Musicians Behind One of the Most Sampled Loops in History Have Finally Been Paid
The frontman of funk and soul group the Winstons has been given a cheque for £24,000 following a fundraising camping to ensure that the band were rewarded for creating one of the most sampled loops in musical history.
You might not have heard of the Winstons, but you’ll most definitely be familiar with a six-second drum solo from the band’s 1969 track “Amen Brother.”
Sampled hundreds of times, the groove forms the basis for a number of classic tracks including Oasis’ “D’You Know What I Mean?” and the Prodigy’s “Firestarter.” However, the Winstons had never seen a penny from its use until fans started a crowdfunding campaign to ensure that they received money for their influential work.
British DJs Martyn Webster and Steve Theobald originally started the campaign with the intention of raising £1000. By the time the campaign closed in March of this year, they had raised £24,000
Thanking those who donated, Winstons main man Richard Spencer stated: “Thank you so much for this great contribution to my life.

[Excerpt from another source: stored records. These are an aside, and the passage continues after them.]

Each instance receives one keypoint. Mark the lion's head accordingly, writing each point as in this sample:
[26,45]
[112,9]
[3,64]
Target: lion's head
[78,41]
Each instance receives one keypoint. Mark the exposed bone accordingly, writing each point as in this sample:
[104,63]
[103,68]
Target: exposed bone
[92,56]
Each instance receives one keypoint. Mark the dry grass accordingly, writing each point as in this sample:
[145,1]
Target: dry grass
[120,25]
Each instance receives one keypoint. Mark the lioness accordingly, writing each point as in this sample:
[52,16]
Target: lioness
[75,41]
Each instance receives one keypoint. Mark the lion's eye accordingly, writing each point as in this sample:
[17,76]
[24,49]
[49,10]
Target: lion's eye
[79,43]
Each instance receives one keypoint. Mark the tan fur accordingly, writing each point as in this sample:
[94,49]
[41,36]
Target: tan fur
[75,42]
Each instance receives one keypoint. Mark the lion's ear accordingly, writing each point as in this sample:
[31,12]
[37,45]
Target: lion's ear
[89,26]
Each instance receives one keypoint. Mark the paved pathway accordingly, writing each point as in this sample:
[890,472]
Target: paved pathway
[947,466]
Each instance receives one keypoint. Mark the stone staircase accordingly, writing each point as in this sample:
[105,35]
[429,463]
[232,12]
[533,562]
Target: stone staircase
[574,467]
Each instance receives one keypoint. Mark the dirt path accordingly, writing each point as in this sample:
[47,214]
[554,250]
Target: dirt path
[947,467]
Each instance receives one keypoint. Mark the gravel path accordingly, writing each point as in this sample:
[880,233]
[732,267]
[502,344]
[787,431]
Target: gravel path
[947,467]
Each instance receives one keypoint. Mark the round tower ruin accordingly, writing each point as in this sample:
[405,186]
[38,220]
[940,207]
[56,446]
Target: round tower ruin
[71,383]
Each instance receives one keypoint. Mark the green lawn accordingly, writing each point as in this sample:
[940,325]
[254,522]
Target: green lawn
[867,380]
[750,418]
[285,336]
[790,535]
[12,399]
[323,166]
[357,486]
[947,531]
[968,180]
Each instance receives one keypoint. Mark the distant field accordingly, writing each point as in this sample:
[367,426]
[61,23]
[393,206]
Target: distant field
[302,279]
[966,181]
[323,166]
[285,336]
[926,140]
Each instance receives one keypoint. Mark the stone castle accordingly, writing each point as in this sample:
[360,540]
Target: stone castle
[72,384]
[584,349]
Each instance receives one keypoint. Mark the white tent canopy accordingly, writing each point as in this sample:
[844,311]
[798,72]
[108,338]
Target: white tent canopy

Thank you very, very much. A-men!”
The band were unaware of the song’s second life and US law states that any civil and criminal cases must be filed within 36 months of the song being sampled, meaning the band missed their brief window to benefit financially.
Having walked away from the music industry. Spencer was working in the transit industry when he first learned about the sampling. Gregory Coleman, the drummer who featured on the recording unfortunately died homeless.